As you may or may not be aware, Alfred Elton wrote some pretty strange stuff, so strange in fact that first impressions can often be massively unfavourable, as was mine. Initially he reads like a man drunk in charge of a typewriter with his weird, ugly sentences full of jarring images. The stories never quite add up, and are spattered with preposterous occurrences which don't always make sense or even go anywhere. In chapter two of The Silkie we learn that Cemp, an example of the species for which the novel is named, enjoys more than the usual five human senses, meaning that he has not merely a sixth sense, but an additional 184 senses; and if it were anyone other than van Vogt I probably would have thrown the book across the room. He pulls a similar stunt in chapter twenty-two during an episode in which the solar system is spontaneously gifted with a number of new planets, specifically 1,823 new planets.

I've witnessed a few van Vogt first-timers protesting that the guy can't write, or that he writes like a twelve-year old, or that he's making it up as he goes along. The last one is arguably true, and whilst the first two are understandable, I'd suggest that such criticisms are unsupportable given how much he wrote over how many years. If he really couldn't write, he would surely have improved at least a little during those four decades, therefore the reason that his books read as they do must surely be deliberate. That's how they're supposed to be. I've read plenty by authors who can't write, and it all tends to blend into one undifferentiated body of inept crap with the same mistakes repeated over and over, none of which resembles the writing of A.E. van Vogt.

So the previously mentioned Cemp is a Silkie, a shape-shifting creature which can take one of three forms - something close to human, an aquatic body with gills, and a presumably insectoid living spaceship with the ability to negate gravity. Cemp seems to be something like a secret agent in so much as that he has superiors and he works to counter the actions of those against whom he is in opposition, so on one level this is James Bond as one of the stranger Residents albums. As is often the case with van Vogt, the peculiar suggestion of constant motion combined with bizarre images and dramatic random narrative swerves made it very difficult for me to keep track of what was actually happening; but as is additionally at least sometimes the case with van Vogt, it didn't seem to matter because I was getting something from it, even if I can't quite describe what that was.

Except this time I think I've cracked it, and the understanding somehow presented itself during Cemp's speech in chapter eight:

'Entirely apart from my feelings of loyalty to Earth, I do not believe the future of life forms will be helped or advanced by any rigid adherence to the idea that I am a lion, or I am a bear.
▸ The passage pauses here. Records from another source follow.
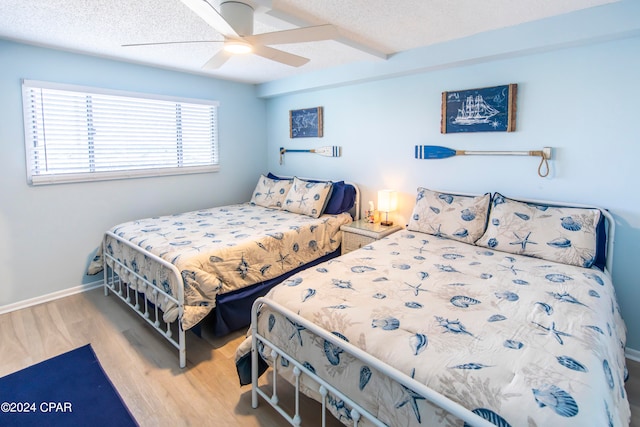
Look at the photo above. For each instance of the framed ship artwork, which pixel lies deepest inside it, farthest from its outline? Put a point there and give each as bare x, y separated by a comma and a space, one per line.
489, 109
305, 123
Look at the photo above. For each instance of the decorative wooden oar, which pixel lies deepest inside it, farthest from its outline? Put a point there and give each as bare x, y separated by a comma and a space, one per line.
437, 152
329, 151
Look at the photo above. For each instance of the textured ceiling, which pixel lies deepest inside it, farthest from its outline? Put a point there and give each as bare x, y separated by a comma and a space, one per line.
370, 30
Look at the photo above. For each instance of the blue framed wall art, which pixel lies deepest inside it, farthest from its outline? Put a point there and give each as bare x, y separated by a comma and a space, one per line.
489, 109
305, 123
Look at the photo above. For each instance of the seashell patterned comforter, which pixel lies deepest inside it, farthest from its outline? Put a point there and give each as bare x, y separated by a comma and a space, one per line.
219, 250
519, 341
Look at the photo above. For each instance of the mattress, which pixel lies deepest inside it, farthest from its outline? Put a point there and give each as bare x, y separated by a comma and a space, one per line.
219, 250
517, 340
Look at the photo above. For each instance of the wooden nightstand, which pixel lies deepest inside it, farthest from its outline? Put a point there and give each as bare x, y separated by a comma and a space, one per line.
361, 233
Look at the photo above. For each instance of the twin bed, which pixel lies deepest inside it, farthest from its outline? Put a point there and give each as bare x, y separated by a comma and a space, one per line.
484, 311
176, 270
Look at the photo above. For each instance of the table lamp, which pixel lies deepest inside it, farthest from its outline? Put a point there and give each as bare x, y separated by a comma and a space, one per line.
387, 202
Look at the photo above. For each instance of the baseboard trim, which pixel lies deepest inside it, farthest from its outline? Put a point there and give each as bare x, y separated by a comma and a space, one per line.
50, 297
629, 353
632, 354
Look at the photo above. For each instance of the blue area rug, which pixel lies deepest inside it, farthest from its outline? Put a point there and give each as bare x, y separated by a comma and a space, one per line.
68, 390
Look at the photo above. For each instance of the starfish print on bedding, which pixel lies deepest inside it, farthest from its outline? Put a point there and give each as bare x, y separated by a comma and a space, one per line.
302, 201
412, 398
416, 289
510, 268
556, 334
283, 259
522, 241
243, 268
268, 194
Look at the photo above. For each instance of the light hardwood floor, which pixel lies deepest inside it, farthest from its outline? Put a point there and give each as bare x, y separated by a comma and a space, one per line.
144, 368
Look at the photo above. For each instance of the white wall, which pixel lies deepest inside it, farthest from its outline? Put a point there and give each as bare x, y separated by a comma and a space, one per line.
582, 101
49, 233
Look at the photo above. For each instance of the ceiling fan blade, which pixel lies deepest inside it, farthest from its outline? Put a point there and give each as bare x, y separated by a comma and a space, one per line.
297, 35
179, 42
211, 16
280, 56
217, 60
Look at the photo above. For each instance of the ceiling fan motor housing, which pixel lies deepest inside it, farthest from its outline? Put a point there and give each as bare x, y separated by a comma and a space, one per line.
239, 15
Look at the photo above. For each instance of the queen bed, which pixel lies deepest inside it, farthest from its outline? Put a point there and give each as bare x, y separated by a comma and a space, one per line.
176, 269
484, 311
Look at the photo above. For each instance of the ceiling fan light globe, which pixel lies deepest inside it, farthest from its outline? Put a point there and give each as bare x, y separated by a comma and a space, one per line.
237, 47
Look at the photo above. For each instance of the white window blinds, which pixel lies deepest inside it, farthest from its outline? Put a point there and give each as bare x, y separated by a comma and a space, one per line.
82, 134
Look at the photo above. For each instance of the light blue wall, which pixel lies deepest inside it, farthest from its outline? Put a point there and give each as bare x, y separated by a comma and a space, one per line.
582, 101
49, 233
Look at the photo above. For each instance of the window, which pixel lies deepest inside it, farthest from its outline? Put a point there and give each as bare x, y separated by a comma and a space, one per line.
77, 133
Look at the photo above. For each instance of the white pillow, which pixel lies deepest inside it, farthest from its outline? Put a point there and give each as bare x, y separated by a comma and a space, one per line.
456, 217
307, 198
270, 193
561, 234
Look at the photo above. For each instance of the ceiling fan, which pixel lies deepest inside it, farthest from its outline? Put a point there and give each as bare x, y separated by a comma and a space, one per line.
235, 23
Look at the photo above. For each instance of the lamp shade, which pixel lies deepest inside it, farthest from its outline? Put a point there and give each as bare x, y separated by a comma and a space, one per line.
387, 202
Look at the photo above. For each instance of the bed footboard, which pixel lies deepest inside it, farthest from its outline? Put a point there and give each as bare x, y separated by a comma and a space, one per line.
324, 388
147, 298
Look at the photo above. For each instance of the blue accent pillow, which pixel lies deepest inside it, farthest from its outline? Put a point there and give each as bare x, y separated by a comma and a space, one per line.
341, 199
601, 244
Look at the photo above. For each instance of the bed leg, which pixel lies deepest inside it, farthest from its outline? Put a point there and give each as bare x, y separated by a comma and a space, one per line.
182, 346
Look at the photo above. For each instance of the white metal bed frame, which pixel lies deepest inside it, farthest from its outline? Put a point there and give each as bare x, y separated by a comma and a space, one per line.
324, 387
146, 293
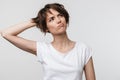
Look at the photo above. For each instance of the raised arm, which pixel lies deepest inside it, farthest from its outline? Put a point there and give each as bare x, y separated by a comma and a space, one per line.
11, 34
89, 70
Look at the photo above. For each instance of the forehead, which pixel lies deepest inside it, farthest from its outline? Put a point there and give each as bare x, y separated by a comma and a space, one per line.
51, 12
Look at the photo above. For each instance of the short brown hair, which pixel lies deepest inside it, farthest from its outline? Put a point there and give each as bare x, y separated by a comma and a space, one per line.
40, 20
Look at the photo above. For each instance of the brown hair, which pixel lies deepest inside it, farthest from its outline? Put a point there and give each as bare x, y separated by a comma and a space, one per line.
40, 20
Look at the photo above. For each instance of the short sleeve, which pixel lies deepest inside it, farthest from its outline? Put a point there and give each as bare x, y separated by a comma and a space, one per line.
87, 55
39, 51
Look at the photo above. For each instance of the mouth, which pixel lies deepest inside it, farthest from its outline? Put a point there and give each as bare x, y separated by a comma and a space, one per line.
61, 25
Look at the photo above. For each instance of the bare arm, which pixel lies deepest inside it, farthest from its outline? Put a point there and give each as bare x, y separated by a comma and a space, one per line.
89, 70
11, 33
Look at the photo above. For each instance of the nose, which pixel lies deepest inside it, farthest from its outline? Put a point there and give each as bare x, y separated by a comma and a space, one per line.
58, 20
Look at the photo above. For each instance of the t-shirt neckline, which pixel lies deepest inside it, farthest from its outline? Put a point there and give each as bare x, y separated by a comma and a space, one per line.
63, 53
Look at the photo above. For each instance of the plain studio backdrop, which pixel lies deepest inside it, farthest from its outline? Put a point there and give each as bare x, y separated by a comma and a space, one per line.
94, 22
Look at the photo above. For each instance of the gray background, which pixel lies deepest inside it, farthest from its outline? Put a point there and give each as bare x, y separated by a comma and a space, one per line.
94, 22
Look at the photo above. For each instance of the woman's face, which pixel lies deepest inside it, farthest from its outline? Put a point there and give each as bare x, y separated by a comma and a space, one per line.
56, 22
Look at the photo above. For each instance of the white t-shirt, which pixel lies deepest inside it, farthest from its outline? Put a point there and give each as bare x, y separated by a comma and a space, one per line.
59, 66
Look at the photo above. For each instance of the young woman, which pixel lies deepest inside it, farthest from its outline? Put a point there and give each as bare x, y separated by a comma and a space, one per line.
62, 59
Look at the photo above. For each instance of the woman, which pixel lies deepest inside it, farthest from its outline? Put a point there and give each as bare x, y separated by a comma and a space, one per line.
62, 59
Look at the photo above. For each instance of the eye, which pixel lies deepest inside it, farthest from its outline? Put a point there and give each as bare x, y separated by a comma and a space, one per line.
51, 19
61, 15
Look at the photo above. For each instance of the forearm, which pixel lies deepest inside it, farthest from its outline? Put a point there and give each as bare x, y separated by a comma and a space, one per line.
18, 28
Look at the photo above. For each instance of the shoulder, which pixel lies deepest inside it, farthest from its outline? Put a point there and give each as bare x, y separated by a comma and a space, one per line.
82, 45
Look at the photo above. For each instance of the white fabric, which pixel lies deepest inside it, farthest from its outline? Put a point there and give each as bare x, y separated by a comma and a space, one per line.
59, 66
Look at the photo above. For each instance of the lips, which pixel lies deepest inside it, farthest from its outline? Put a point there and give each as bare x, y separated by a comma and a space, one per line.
61, 25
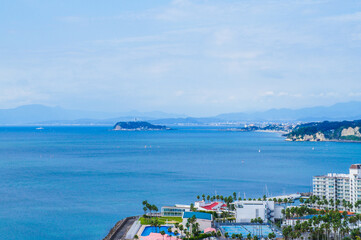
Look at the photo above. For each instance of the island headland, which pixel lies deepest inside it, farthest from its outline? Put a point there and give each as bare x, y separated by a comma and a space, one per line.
138, 126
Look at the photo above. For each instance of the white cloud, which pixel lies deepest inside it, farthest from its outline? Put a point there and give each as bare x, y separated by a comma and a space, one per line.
351, 17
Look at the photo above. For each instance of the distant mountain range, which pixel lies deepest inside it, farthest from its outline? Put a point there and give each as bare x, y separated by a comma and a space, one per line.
40, 114
327, 131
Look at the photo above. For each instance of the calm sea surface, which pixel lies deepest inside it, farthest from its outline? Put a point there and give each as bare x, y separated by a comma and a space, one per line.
77, 182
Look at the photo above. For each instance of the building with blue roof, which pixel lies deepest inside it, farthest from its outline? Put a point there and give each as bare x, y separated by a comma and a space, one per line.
204, 219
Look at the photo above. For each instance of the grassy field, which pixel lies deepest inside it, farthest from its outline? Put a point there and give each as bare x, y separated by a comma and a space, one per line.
162, 220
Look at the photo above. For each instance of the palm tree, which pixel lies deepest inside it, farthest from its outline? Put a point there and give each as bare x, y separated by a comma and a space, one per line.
181, 228
145, 210
163, 233
271, 235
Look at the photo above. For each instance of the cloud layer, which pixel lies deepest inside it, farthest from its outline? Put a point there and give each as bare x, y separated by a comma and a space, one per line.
193, 57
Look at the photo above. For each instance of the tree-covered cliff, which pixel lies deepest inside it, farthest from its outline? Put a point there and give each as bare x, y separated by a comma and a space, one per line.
327, 131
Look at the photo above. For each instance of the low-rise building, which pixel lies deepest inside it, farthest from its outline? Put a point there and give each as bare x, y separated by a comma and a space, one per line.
248, 210
204, 219
212, 206
174, 211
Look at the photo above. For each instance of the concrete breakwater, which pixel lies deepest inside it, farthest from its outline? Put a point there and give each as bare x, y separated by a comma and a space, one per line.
119, 231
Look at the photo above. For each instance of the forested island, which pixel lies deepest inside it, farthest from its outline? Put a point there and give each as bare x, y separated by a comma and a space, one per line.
138, 126
326, 131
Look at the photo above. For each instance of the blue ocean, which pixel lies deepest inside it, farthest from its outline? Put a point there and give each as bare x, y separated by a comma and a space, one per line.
77, 182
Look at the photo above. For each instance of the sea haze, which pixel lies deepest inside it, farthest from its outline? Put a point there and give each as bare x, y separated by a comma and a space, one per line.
77, 182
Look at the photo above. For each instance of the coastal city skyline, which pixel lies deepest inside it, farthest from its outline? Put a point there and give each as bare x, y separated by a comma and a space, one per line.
181, 56
180, 120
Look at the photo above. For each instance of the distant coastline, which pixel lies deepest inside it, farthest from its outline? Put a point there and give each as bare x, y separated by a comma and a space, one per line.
138, 126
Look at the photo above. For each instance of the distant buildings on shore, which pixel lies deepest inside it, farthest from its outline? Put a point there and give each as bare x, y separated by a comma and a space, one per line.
340, 187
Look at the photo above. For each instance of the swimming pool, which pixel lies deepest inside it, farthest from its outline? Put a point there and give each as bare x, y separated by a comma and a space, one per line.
148, 230
248, 228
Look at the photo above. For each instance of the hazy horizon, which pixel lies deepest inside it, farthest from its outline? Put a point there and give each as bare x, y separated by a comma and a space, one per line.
198, 58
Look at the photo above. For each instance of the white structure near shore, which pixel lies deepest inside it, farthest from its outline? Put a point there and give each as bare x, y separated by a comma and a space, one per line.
204, 219
248, 210
339, 186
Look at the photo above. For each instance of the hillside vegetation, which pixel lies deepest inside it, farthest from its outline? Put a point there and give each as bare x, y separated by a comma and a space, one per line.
327, 131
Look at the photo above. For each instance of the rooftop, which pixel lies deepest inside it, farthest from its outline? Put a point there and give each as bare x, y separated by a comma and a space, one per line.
355, 166
198, 215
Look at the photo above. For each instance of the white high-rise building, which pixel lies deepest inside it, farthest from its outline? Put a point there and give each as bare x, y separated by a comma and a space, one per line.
339, 186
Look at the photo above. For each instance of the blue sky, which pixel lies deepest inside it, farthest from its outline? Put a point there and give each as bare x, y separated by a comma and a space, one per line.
183, 56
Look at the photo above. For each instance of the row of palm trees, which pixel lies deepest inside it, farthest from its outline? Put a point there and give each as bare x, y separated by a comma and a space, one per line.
331, 203
326, 225
248, 237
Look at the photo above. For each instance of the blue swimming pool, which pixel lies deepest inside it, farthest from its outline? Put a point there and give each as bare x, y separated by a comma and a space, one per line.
148, 230
248, 228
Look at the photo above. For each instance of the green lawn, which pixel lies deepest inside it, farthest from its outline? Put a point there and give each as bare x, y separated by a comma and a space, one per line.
162, 220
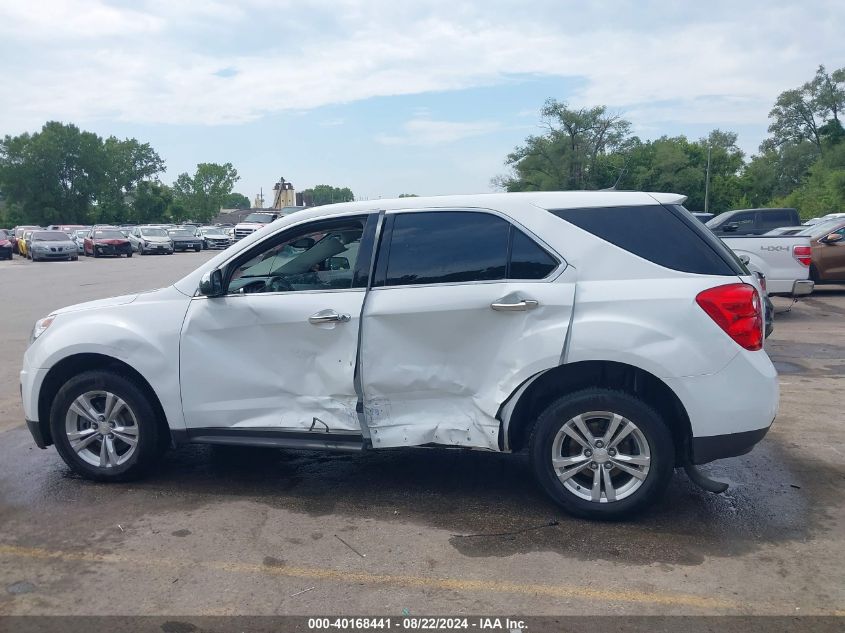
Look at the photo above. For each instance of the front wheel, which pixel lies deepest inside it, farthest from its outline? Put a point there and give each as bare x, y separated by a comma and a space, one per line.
104, 426
602, 454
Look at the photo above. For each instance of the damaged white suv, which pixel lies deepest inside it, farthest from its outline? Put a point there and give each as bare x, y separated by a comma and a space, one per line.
609, 334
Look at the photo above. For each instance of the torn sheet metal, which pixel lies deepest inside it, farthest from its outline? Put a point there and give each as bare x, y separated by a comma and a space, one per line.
276, 370
439, 360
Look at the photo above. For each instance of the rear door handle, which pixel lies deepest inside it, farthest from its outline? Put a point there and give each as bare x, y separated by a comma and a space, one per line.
514, 306
328, 316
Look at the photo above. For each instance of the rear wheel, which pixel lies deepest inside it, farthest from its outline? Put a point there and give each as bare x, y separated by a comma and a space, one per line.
104, 426
602, 454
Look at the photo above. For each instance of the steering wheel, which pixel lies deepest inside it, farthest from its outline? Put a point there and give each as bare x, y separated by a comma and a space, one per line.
279, 284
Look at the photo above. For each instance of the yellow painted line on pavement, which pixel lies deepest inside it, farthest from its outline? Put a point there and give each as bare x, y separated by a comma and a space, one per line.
428, 582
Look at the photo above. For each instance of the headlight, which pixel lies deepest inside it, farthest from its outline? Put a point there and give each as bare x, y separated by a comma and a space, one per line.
40, 327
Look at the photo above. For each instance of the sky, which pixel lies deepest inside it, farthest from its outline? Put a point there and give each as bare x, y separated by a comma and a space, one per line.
390, 97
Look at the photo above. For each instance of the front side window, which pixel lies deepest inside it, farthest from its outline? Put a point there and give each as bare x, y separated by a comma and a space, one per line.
321, 258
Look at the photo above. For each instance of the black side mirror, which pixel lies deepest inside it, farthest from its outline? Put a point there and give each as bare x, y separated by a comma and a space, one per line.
211, 284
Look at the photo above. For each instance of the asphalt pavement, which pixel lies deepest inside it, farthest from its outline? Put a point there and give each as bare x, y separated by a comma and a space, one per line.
225, 531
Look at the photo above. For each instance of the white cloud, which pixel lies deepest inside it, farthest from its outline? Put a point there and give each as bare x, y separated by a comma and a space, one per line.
428, 132
160, 61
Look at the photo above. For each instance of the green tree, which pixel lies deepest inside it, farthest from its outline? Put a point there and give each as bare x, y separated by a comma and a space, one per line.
203, 194
326, 194
571, 154
126, 164
802, 114
62, 174
236, 201
54, 174
151, 203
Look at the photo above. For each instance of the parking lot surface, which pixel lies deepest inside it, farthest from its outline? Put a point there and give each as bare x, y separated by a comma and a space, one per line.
250, 531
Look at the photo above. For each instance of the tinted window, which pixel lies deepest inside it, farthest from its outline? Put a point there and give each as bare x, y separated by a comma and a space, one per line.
528, 259
447, 247
669, 237
49, 236
774, 219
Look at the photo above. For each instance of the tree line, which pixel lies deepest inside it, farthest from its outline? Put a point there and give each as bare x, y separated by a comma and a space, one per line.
801, 164
62, 174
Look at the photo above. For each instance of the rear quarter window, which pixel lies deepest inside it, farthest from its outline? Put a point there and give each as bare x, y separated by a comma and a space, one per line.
668, 236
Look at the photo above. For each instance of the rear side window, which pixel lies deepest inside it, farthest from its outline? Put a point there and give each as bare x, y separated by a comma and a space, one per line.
447, 247
775, 219
528, 260
669, 237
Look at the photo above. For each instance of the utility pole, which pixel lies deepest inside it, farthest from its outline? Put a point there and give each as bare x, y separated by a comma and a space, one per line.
707, 183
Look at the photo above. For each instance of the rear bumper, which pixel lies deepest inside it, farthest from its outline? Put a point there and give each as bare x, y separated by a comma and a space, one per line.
708, 449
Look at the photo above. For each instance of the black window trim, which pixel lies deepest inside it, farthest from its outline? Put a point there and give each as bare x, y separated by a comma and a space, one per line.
386, 238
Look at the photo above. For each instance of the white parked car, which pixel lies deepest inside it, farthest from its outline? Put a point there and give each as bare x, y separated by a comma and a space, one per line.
609, 334
150, 239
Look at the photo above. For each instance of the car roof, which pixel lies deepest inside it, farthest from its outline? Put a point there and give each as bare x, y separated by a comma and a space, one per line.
542, 199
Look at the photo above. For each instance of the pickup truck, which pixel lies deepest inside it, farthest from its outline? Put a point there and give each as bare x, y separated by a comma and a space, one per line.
783, 259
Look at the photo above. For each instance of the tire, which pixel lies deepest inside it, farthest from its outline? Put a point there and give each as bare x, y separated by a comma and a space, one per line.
649, 441
127, 461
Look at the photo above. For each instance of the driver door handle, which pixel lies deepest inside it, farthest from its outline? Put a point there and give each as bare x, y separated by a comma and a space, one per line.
514, 306
328, 316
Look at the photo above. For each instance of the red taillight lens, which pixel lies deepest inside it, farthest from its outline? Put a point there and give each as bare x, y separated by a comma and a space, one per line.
803, 254
736, 309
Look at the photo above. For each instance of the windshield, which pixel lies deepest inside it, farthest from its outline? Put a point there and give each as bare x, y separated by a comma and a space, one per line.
49, 236
822, 228
108, 234
259, 217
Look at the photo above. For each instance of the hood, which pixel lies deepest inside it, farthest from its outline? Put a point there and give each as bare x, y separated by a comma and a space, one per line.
54, 243
100, 303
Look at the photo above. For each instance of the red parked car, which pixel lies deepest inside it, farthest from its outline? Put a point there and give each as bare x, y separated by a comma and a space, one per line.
106, 241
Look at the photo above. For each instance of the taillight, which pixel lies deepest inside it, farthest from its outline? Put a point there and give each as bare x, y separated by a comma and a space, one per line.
803, 254
736, 309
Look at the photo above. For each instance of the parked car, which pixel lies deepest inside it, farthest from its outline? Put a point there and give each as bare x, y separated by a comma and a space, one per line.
5, 244
106, 241
150, 239
214, 237
79, 237
252, 222
783, 259
827, 240
752, 221
47, 245
608, 334
19, 231
185, 239
24, 244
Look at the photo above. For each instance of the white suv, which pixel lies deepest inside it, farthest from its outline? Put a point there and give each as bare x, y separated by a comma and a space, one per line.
609, 334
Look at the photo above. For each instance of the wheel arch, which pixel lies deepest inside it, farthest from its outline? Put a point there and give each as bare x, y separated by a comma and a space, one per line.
568, 378
75, 364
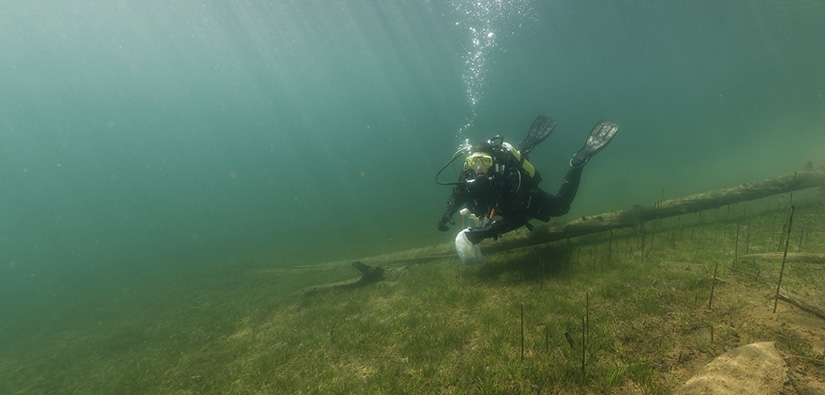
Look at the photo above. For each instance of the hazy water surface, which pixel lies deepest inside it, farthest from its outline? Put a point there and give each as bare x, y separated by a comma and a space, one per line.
140, 138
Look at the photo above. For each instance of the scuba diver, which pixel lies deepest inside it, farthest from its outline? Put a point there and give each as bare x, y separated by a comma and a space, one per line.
498, 181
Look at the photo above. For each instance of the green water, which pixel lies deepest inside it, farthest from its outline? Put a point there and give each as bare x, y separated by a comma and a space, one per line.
145, 139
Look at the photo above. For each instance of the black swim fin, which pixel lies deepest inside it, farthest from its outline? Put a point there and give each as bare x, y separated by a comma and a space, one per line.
601, 135
539, 130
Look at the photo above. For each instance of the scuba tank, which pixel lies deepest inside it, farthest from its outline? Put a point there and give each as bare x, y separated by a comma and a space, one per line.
521, 161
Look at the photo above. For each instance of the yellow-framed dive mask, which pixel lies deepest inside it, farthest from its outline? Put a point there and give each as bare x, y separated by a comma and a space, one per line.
479, 160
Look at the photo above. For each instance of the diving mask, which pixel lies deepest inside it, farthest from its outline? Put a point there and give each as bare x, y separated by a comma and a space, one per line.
479, 160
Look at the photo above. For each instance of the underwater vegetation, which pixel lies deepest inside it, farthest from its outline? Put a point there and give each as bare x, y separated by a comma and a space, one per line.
622, 311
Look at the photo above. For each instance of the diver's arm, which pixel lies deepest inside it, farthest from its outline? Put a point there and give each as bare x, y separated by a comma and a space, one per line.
516, 212
454, 203
495, 229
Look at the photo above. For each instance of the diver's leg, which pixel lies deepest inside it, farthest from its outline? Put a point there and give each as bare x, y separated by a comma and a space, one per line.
567, 192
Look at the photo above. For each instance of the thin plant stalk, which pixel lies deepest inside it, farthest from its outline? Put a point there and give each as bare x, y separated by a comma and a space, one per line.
784, 258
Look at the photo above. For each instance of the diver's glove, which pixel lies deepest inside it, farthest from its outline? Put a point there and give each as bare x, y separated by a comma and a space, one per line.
599, 137
442, 223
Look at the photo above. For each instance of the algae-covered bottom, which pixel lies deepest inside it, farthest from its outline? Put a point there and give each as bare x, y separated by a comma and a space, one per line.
639, 302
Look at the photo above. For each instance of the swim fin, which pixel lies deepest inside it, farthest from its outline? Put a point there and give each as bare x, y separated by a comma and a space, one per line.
539, 130
601, 135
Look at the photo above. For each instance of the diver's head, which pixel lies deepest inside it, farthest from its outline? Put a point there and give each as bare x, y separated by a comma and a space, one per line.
481, 157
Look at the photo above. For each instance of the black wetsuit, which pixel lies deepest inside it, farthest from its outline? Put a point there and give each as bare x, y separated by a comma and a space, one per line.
509, 192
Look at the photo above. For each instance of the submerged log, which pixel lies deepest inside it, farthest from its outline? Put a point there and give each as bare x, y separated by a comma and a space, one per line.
638, 215
801, 257
631, 218
369, 275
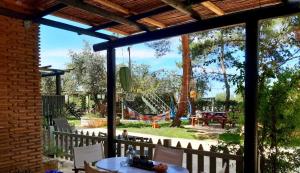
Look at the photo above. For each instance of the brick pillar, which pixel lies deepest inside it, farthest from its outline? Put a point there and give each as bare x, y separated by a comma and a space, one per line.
20, 98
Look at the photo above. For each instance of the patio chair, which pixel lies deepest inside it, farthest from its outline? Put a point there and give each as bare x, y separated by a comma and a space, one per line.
90, 154
61, 124
168, 155
89, 169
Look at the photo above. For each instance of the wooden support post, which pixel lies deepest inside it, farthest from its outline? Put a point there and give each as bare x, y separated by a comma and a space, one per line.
251, 82
58, 84
111, 101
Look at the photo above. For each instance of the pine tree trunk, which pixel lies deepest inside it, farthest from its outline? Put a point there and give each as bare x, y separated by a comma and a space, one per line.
223, 69
186, 67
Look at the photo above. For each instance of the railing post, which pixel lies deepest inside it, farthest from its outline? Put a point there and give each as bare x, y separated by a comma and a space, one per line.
111, 102
167, 142
251, 83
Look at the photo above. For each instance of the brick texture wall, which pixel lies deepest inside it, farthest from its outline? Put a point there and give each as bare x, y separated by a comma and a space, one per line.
20, 99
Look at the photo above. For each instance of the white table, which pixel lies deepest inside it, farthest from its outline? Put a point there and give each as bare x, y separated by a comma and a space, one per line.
114, 164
Intelligent life is, or should be, moving toward a common civilisation.'

A.E. van Vogt liked to keep his readers on their toes. He wrote using a narrative technique by which he purposefully introduced some new element or seemingly random change of direction to the story every eight-hundred words, and he wrote using images from his own dreams, communicating with sentences specifically tailored so as to leave a question in the mind of the reader. For the sake of argument, this might be termed a form of divination and as good a means of predicting the future as any. Where Asimov thought really hard about science and came up with rocket ships and space stations, van Vogt was essentially drawing random images from a top hat, composing the narrative equivalent of the automatic poetry of the Surrealists, or even William Burroughs if you like; and I believe he did this because the future is essentially impossible to predict, and all we can say for sure is that it will contain elements of something we don't immediately recognise.

However, there's more than mere prediction going on here. Given his interest in Korzybski's General Semantics, I suspect van Vogt saw the path to the future as necessarily psychologically distinct from human history up to the twentieth century; in other words that we would require new ways of thinking, just as Cemp believes we need to leave behind rigid adherence to certain ideas. So just as that which lays ahead is by definition unknowable beyond our capacity for prediction or preparation, and hence chaotic, we need to adjust the methodology by which we go forward, because black-white, on-off, up-down, beginning-middle-end thinking will be useless. Therefore van Vogt writes as he did because he's toughening us up, hoping we might learn to think in terms more ambitious than just building a few robots which make the same mistakes we've made; and I suspect he was hoping that in achieving a more flexible understanding of language and reality, we might begin to understand how the two could be related:

As Cemp remembered his universe, it began to interact with him, to become in essence what he knew it to be. And there it suddenly was, a dot of golden brightness.

Of course, this could simply be my imagination, my perception of a pattern which may not be present in the novel, or in the other novels; but it works for me, and it helped me get something out of The Silkie which might otherwise have seemed a complete dog's dinner. So that's my story and I'm sticking to it.